The Pigeon HAS to Go to School!
- Author: Mo Willems
- Cover artist: Willems
- Language: English
- Genre: Children's book
- Published: July 2, 2019
- Publisher: Hyperion Books for Children
- Publication place: United States
- Pages: 40
- ISBN: 9781368046459
- Preceded by: The Pigeon Needs a Bath!
- Followed by: The Pigeon Will Ride the Roller Coaster!

= The Pigeon HAS to Go to School! =

Children's book by Mo Willems

The Pigeon HAS to Go to School! is a children's book written and illustrated by Mo Willems.
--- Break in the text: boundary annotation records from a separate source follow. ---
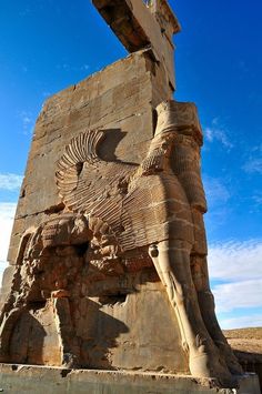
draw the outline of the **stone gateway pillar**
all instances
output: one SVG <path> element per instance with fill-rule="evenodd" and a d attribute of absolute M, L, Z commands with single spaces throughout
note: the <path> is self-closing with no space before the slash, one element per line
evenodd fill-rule
<path fill-rule="evenodd" d="M 177 375 L 196 378 L 192 393 L 238 387 L 209 285 L 202 131 L 195 105 L 172 99 L 180 24 L 167 0 L 93 6 L 130 54 L 39 115 L 3 276 L 0 361 L 122 371 L 122 387 L 140 374 L 138 393 L 145 373 L 168 374 L 161 393 L 183 392 Z M 103 380 L 95 393 L 111 393 Z"/>

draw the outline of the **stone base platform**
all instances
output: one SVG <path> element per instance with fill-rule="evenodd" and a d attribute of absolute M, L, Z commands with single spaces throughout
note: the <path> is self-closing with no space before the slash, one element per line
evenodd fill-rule
<path fill-rule="evenodd" d="M 137 372 L 64 370 L 0 364 L 0 392 L 38 394 L 260 394 L 255 374 L 239 380 L 239 388 L 218 388 L 212 380 Z"/>

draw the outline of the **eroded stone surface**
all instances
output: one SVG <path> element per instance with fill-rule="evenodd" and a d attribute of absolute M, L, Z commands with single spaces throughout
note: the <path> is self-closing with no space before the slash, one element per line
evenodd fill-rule
<path fill-rule="evenodd" d="M 13 394 L 36 392 L 39 394 L 87 392 L 89 394 L 260 394 L 255 375 L 240 377 L 238 388 L 219 390 L 213 380 L 168 374 L 71 371 L 3 364 L 0 366 L 0 388 Z"/>
<path fill-rule="evenodd" d="M 165 0 L 95 6 L 129 50 L 143 49 L 40 113 L 11 238 L 0 360 L 191 373 L 234 387 L 242 370 L 209 285 L 201 127 L 194 104 L 171 99 L 177 20 Z"/>

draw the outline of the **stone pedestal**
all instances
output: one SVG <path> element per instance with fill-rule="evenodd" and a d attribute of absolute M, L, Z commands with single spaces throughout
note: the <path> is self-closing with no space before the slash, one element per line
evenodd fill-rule
<path fill-rule="evenodd" d="M 0 371 L 0 390 L 12 394 L 260 394 L 255 374 L 241 376 L 238 388 L 218 388 L 212 380 L 169 374 L 63 370 L 8 364 L 2 364 Z"/>

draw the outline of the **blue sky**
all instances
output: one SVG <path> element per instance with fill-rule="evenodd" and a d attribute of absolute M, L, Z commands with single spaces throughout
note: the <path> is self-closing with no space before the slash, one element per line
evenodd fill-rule
<path fill-rule="evenodd" d="M 223 327 L 262 325 L 261 0 L 170 0 L 175 99 L 193 101 L 210 273 Z M 90 0 L 1 0 L 0 269 L 33 125 L 44 100 L 125 57 Z"/>

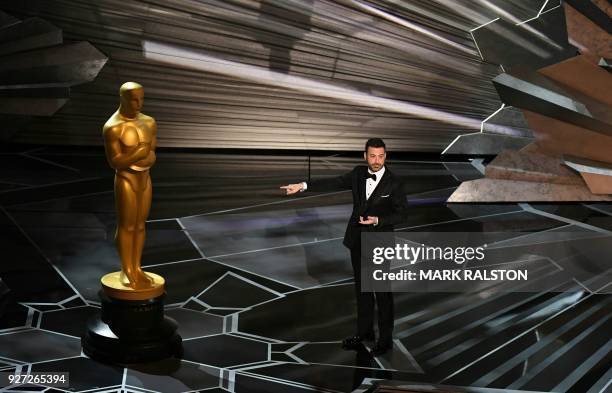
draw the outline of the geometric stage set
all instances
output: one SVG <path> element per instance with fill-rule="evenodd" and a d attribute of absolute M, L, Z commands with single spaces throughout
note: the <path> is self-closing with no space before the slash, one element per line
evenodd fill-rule
<path fill-rule="evenodd" d="M 611 19 L 0 4 L 0 390 L 612 393 Z"/>

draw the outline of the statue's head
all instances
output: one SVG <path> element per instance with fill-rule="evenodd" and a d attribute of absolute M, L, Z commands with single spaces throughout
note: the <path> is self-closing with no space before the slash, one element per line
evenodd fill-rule
<path fill-rule="evenodd" d="M 144 90 L 142 85 L 136 82 L 125 82 L 119 88 L 121 99 L 121 113 L 134 117 L 142 109 L 144 102 Z"/>

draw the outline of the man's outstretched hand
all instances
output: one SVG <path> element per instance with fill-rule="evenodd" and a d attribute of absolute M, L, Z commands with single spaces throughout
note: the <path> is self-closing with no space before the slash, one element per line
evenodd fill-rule
<path fill-rule="evenodd" d="M 302 191 L 302 183 L 287 184 L 286 186 L 281 186 L 281 188 L 287 191 L 287 195 L 291 195 Z"/>
<path fill-rule="evenodd" d="M 361 225 L 378 225 L 378 217 L 367 216 L 364 220 L 363 217 L 359 216 L 359 223 Z"/>

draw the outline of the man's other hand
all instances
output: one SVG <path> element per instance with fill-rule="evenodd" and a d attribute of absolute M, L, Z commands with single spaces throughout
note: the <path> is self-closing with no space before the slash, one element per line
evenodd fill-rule
<path fill-rule="evenodd" d="M 378 217 L 376 216 L 367 216 L 364 220 L 363 217 L 359 216 L 359 223 L 361 225 L 378 225 Z"/>
<path fill-rule="evenodd" d="M 291 195 L 302 191 L 302 183 L 288 184 L 286 186 L 281 186 L 281 188 L 287 191 L 287 195 Z"/>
Published by Hyperion Books for Children in 2019, it is about a pigeon who must go to school, but frets about math, learning the alphabet, heavy backpacks, and what the teacher and other birds would think of him.

==Reception==
Kirkus Book Reviews wrote: "All the typical worries and excuses kids have about school are filtered through Willems’ hysterical, bus-loving Pigeon." and "Yes, the Pigeon has to go to school, and so do readers, and this book will surely ease the way."

==Film adaptation==
An animated short film based on the book was released in 2019 (the same year the book was released) by Weston Woods Studios, with narration by Willems and the additional voices of students from Side by Side School in Norwalk, CT. The film runs for 8 minutes and 20 seconds. It was directed by Pete List.